20/03/23

« L’anarchie pour sauver la planète ? »

Recension des Racines libertaires de l'écologie politique de Patrick Chastenet par Rob Grams dans Frustration.

Quand on pense écologie on pense parfois (souvent) aux bureaucrates politiciens ahuris du type Yannick Jadot, à un mode de consommation valorisé par la petite bourgeoisie urbaine qui en fait un “lifestyle”, ou encore à un certain nombre de mots creux et de politiques inutiles mis en avant par les institutions et par les grandes entreprises.  Pourtant le capitalisme, en plus de nous voler les fruits de notre travail, détruit notre environnement à une telle vitesse que c’est, à terme, la survie même de l’espèce qui est aujourd’hui posée. Comment articuler les différents enjeux auxquels nous faisons face : le durcissement autoritaire, l’accroissement des inégalités, le patriarcat et la catastrophe écologique ? Une pensée peu connue, l’anarchisme, et plus spécifiquement sa tendance écologique, qui promeut l’auto-libération des travailleuses, des travailleurs, qui s’oppose à l’Etat et à toute forme de rapport hiérarchique, tout en questionnant notre rapport à la technique et à la nature, peut nous donner des pistes. C’est notamment ce que propose Patrick Chastenet grâce à son ouvrage Les racines libertaires de l’écologie politique publié à l’Echappée.

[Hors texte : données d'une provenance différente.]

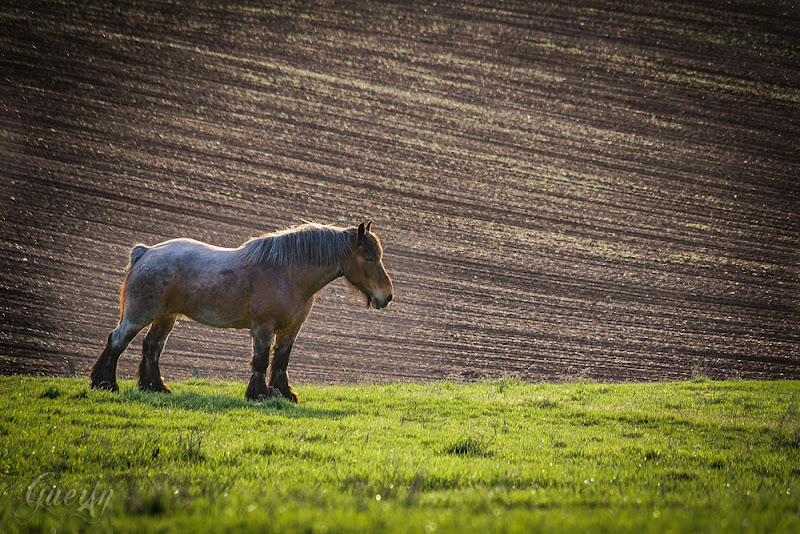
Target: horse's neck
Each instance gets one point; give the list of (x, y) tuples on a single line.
[(311, 279)]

Pour s’intéresser à cet éco-anarchisme, ce dernier a choisi cinq auteurs aux parcours très différents mais proposant tous une critique radicale du capitalisme plutôt que des solutions réformistes d’aménagement, de “protection de l’environnement”. Si ces auteurs ont tous un fort intérêt, on aurait aussi aimé découvrir la pensée de femmes anarchistes sur ce sujet, c’est notre principal (et gros) regret vis-à-vis de l’ouvrage…

On y trouve d’abord Elisée Reclus, géographe du XIXe siècle, qui se déclarait “anarchiste communiste”, qui vivait en union libre et qui fut capturé les armes à la main durant la Commune de Paris. 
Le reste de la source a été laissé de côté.